Born with a retinal disease that made him legally blind, and would eventually leave him totally sightless, the nine-year-old boy used to sit in the back of the classroom, relying on the large print on an electronic screen and assisted by teacher aides. Now, after a single injection of genes that produce light-sensitive pigments in the back of his eye, he sits in front with classmates and participates in class without extra help. In the playground, he joins his classmates in playing his first game of softball.
His treatment represents the next step toward medical science’s goal of using gene therapy to cure disease. Extending a preliminary study published last year on three young adults, the full study reports successful, sustained results that showed notable improvement in children with congenital blindness.
The study, conducted by researchers from the Center for Cellular and Molecular Therapeutics at The Children’s Hospital of Philadelphia and from the University of Pennsylvania School of Medicine, used gene therapy to safely improve vision in five children and seven adults with Leber’s congenital amaurosis (LCA). The greatest improvements occurred in the children, all of whom are now able to navigate a low-light obstacle course—one result that the researchers call “spectacular.”
“This result is an exciting one for the entire field of gene therapy,” said Katherine A. High, M.D., co-first author of the study and the director of the Center for Cellular and Molecular Therapeutics, the facility that sponsored the clinical trial at The Children’s Hospital of Philadelphia. High, an investigator of the Howard Hughes Medical Institute and a past president of the American Society of Gene Therapy, has been a pioneer in translational and clinical studies of gene therapy for genetic disease. “This study reports dramatic results in restoring vision to patients who previously had no options for treatment,” said High. “These findings may expedite development of gene therapy for more common retinal diseases, such as age-related macular degeneration.”
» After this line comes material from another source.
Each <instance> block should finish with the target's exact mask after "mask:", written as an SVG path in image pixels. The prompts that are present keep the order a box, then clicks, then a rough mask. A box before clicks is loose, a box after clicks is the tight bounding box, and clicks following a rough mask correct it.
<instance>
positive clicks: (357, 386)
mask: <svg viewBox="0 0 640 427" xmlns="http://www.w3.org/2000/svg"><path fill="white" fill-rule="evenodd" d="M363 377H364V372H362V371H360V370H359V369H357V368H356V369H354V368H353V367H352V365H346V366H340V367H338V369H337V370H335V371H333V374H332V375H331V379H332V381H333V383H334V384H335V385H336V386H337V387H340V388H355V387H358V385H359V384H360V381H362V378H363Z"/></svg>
Although the patients did not attain normal eyesight, half of them (six of 12) improved enough that they may no longer be classified as legally blind. “The clinical benefits have persisted for nearly two years since the first subjects were treated with injections of therapeutic genes into their retinas,” said senior author Jean Bennett, M.D., Ph.D., F.M. Kirby professor of Ophthalmology at the University of Pennsylvania School of Medicine. For Bennett, the results build on nearly 20 years of gene studies on hereditary blindness, starting with pioneering work in mice and dogs. “These remarkable results,” she added, “have laid a foundation for applying gene therapy not only to other forms of childhood-onset retinal disease, but also to more common retinal degenerations.”
The study team reported their findings today in an online article in The Lancet.
“Children who were treated with gene therapy are now able to walk and play just like any normally sighted child,” said co-first author Albert M. Maguire, M.D., an associate professor of Ophthalmology at Penn and a physician at Children’s Hospital. “They can also carry out classroom activities without visual aids.”
Maguire and Bennett have been researching inherited retinal degenerations for nearly 20 years. Leber’s congenital amaurosis (LCA), the target of this current study, is a group of inherited blinding diseases that damages light receptors in the retina. It usually begins stealing sight in early childhood and causes total blindness during a patient’s twenties or thirties. Currently, there is no treatment for LCA.
For children and adults in the study, functional improvements in vision followed single injections of genes that produced proteins to make light receptors work in their retinas.
Walking along a dimly lit, simulated street route, the children were able to negotiate barriers they bumped into before the surgery. Another child, who since birth, could only see light and shadows, stared into his father’s face and said he could see the color of his eyes. Later they played soccer together.
The 12 subjects ranged in age from 8 to 44 years old at the time of treatment. Four of the children, aged 8 to 11, are the world’s youngest individuals to receive gene therapy for a non-lethal disease (A fifth subject was 17 years old). On the other end of the age scale, the 35-year-old man and 44-year-old woman are the oldest patients to ever receive gene therapy for retinal degeneration.